Due to computational simplicity and outstanding ability of one dimensional local binary pattern (1DLBP) to capture the most representative structures of 1D signals, this operator has been recently exploited for feature extraction from biological signals. The original version of 1DLBP is obtained by first order derivative of signal and reveals its changes in time. We have improved the concept and introduced one dimensional second order derivative local binary pattern which better reveals signal changes and also exhibits convexities and concavities of the signal in time. The proposed operator has been utilized for feature extraction from EMG signals of sEMG for basic hand movement dataset and SVM has been used to classify the extracted features.
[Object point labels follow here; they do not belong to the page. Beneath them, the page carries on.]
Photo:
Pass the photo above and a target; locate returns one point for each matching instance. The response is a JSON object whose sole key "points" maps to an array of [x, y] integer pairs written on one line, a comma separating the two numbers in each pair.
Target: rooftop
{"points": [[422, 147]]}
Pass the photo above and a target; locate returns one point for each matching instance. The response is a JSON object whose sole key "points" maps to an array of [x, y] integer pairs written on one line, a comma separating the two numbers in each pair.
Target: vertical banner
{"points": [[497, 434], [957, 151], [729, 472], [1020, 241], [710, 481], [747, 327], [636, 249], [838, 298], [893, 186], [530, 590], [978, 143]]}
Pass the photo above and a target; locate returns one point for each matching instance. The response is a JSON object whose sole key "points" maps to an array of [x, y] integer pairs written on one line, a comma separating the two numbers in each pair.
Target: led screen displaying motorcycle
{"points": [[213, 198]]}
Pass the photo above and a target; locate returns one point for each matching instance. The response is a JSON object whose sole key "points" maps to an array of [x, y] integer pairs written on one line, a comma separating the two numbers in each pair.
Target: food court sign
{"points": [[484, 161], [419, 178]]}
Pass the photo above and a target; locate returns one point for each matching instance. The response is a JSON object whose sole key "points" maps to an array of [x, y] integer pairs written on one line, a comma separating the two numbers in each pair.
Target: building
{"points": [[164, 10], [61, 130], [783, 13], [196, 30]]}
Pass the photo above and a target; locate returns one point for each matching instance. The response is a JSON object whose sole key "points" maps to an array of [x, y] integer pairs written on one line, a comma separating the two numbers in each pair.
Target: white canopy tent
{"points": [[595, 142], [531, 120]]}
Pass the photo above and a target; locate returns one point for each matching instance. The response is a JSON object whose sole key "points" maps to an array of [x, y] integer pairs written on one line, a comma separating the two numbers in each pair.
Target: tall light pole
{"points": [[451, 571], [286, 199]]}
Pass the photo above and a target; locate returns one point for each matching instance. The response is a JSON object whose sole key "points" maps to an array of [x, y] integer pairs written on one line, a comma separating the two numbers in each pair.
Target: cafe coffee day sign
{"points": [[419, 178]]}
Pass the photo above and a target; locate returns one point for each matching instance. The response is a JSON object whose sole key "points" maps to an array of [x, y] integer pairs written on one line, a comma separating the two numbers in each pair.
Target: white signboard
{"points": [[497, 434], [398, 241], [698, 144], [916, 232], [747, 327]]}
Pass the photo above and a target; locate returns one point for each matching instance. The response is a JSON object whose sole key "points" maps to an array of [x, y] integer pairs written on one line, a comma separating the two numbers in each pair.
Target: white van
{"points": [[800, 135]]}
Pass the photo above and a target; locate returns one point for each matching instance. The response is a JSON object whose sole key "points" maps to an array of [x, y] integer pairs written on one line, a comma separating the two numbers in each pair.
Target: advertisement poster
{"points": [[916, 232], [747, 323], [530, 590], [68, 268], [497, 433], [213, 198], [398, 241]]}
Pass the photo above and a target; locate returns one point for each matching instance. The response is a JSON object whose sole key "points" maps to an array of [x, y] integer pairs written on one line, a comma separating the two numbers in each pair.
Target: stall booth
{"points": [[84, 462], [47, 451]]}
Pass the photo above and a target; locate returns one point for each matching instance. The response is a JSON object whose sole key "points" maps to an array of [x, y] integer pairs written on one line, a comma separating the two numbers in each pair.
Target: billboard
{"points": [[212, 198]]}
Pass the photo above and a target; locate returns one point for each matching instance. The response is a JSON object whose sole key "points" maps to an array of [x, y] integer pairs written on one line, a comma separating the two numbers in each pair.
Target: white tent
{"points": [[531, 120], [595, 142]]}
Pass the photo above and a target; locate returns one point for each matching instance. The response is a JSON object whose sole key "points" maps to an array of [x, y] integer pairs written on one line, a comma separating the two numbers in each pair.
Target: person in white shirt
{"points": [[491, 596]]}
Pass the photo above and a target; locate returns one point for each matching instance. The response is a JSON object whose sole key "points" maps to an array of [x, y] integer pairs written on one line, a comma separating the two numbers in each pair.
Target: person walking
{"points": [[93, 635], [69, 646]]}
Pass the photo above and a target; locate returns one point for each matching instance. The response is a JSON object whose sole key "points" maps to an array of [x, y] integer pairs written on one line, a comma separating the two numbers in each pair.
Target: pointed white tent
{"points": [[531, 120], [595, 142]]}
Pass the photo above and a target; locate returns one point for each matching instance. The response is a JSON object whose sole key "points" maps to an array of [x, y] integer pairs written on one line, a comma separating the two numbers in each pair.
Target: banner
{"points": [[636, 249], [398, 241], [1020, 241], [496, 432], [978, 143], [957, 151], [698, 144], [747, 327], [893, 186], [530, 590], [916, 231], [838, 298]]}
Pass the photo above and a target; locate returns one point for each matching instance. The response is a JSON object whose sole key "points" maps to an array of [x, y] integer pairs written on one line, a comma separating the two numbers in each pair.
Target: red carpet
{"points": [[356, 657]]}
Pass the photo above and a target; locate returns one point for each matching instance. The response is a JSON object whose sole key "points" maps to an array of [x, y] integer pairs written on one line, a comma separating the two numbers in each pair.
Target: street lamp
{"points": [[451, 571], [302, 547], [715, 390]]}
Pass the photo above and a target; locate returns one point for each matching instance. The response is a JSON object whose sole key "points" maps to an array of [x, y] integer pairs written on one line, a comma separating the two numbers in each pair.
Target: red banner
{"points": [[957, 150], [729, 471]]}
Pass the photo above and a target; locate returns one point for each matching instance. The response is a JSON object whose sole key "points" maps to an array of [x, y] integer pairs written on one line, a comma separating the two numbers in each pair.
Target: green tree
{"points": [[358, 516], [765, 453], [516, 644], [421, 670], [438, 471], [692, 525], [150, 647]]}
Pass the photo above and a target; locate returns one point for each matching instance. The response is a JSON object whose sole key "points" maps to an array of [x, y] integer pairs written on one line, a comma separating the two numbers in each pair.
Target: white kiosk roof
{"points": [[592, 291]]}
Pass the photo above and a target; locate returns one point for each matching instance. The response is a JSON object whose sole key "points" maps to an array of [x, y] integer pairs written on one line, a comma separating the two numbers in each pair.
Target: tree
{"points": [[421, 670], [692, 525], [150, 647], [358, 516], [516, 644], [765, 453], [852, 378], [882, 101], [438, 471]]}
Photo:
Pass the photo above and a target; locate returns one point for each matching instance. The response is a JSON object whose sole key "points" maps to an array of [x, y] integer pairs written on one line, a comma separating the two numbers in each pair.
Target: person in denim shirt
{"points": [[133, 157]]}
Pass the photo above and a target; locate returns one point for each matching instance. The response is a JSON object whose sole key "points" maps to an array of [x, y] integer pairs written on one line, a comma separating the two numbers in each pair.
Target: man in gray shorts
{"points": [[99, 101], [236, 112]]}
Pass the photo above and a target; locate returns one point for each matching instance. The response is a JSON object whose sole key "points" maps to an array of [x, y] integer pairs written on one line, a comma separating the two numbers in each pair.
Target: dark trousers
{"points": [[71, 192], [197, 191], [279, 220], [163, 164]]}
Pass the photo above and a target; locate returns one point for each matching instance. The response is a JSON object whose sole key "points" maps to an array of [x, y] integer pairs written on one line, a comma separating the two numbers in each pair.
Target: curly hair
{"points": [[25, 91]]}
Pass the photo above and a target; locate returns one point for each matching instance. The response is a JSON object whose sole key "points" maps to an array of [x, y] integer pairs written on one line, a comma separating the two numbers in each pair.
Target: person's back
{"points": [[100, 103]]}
The best classification accuracy of 94.9% was obtained using the combination of the first and second order derivatives. Experiments demonstrate the efficacy of the proposed feature extraction method compared to other prevalent approaches.
基于表面肌电信号的一维二阶导数局部二值模式手势分类
由于计算简单和一维局部二元模式(1DLBP)捕获一维信号最具代表性结构的突出能力,该算子最近被用于生物信号的特征提取。原始版本的1DLBP是由信号的一阶导数得到的,并揭示了其随时间的变化。我们改进了这一概念,引入了一维二阶导数局部二值图,更好地揭示了信号的变化,同时也显示了信号在时间上的凹凸性。利用该算子对基本手部运动数据集的表面肌电信号进行特征提取,并利用支持向量机对提取的特征进行分类。一阶导数与二阶导数相结合的分类精度最高,达到94.9%。实验结果表明,与其他常用的特征提取方法相比,本文提出的特征提取方法是有效的。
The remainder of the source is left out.